Far-right channels promoting white supremacy, anti-Semitism and other forms of bigotry on a popular encrypted messaging platform are seeing a steady growth in followers.

The news comes after recent warnings by United Nations Secretary General Antonio Guterres that far-right extremism should be considered a transnational threat.

The Australian Security Intelligence Organisation (ASIO) has also warned of an increase in right-wing extremist activity in recent years and an Australia Day outing at the Grampians by members of the National Socialist Network was a stark reminder that groups advocating anti-Semitism and theories of Aryan supremacy promoted by Adolf Hitler still exist.

Appearances by members of local chapters of the Proud Boys — a group dedicated to Western chauvinism — at various protests have also raised concerns.

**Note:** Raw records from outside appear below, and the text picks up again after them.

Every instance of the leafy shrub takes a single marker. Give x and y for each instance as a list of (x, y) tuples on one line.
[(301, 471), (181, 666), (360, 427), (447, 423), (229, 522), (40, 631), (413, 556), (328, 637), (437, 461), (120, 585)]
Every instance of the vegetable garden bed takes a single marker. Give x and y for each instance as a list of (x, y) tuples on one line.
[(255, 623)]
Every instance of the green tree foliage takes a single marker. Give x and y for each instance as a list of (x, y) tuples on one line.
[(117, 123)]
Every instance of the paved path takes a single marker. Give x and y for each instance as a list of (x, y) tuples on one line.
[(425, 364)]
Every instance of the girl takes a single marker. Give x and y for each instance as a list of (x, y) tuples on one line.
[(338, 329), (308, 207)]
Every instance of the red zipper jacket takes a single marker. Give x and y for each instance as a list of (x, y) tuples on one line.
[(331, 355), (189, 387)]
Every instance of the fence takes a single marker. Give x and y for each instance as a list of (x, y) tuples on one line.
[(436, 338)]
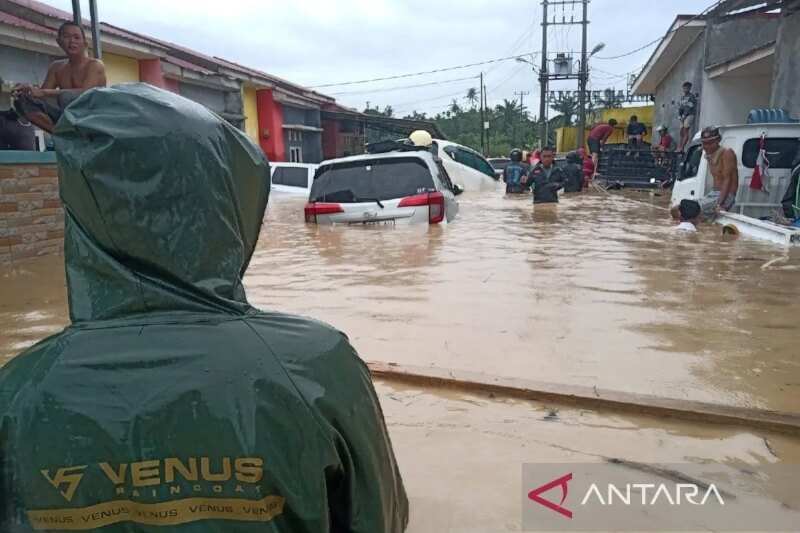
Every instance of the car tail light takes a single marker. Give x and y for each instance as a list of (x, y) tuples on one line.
[(314, 209), (434, 201)]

There is evidence that both organisations are experiencing a growth in interest in their worldviews, but one is getting greater traction online: the number of Telegram users following the National Socialist Network channel — created on January 8 last year — rose by 304 over a 10 day period.

A jump from 3285 on February 12 to 3417 on February 15 coincided with the weekend of the third Victorian lockdown — but that may not offer a complete explanation for the increase in interest in Nazi ideology, as the identities and locations of those who join a public channel are not visible.

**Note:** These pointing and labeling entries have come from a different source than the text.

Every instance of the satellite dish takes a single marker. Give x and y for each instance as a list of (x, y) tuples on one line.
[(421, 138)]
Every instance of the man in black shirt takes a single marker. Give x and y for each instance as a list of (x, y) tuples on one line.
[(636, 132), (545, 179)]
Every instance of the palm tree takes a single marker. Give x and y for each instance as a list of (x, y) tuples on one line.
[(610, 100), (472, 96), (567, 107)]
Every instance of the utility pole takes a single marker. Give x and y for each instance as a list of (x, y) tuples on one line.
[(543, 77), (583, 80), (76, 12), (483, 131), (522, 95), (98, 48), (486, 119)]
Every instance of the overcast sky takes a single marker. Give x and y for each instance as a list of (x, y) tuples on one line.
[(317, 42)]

Channel users gradually increased to 3589 by February 22.

Contrast this with its presence on Gab, an online platform that has less stringent moderation than Twitter and Facebook. The National Socialist Network’s profile was also created in January 2020 but has attracted only 360 followers over the same period.

The public face of the National Socialist Network, Thomas Sewell, regularly publishes to his personal Telegram feed — created in June 2020 — and this is being read by 4283 followers as of February 22. That represents an increase of 480 followers over seven days.

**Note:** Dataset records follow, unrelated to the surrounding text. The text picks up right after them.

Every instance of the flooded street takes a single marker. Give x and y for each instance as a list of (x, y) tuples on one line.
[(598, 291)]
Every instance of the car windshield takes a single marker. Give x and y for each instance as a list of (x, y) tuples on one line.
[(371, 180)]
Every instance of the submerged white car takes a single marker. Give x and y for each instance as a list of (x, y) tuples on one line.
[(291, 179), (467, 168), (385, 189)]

There is also a preliminary insight into how groups with similar ideological backgrounds help each other build an online following.

One group spreading extreme right views had 1141 people following its public channel on February 17, but its numbers increased to 1988 by February 22 after a post by the National Socialist Network encouraging its audience to join that page.

The Proud Boys Australia account — established in August 2019 — tells a different story when it comes to the growth of an online following on Telegram. It recorded 934 followers on February 22, representing an increase of 17 followers since February 16.

There is a Gab account carrying the title Proud Boys Australia that was established in August 2018. It has 420 followers but only four posts. Three of those posts bear the date August 3, 2018 and the account has been dormant since.

Newer Proud Boys accounts for chapters in NSW and Victoria have been established on Telegram over the past two months and their user numbers tell a similar tale.

Proud Boys Victoria, which was established on January 31, had 322 followers on February 22, an increase of 15 over seven days.

Proud Boys NSW, which was only created on February 6, had 121 followers on February 22 — up from the 109 seven days earlier.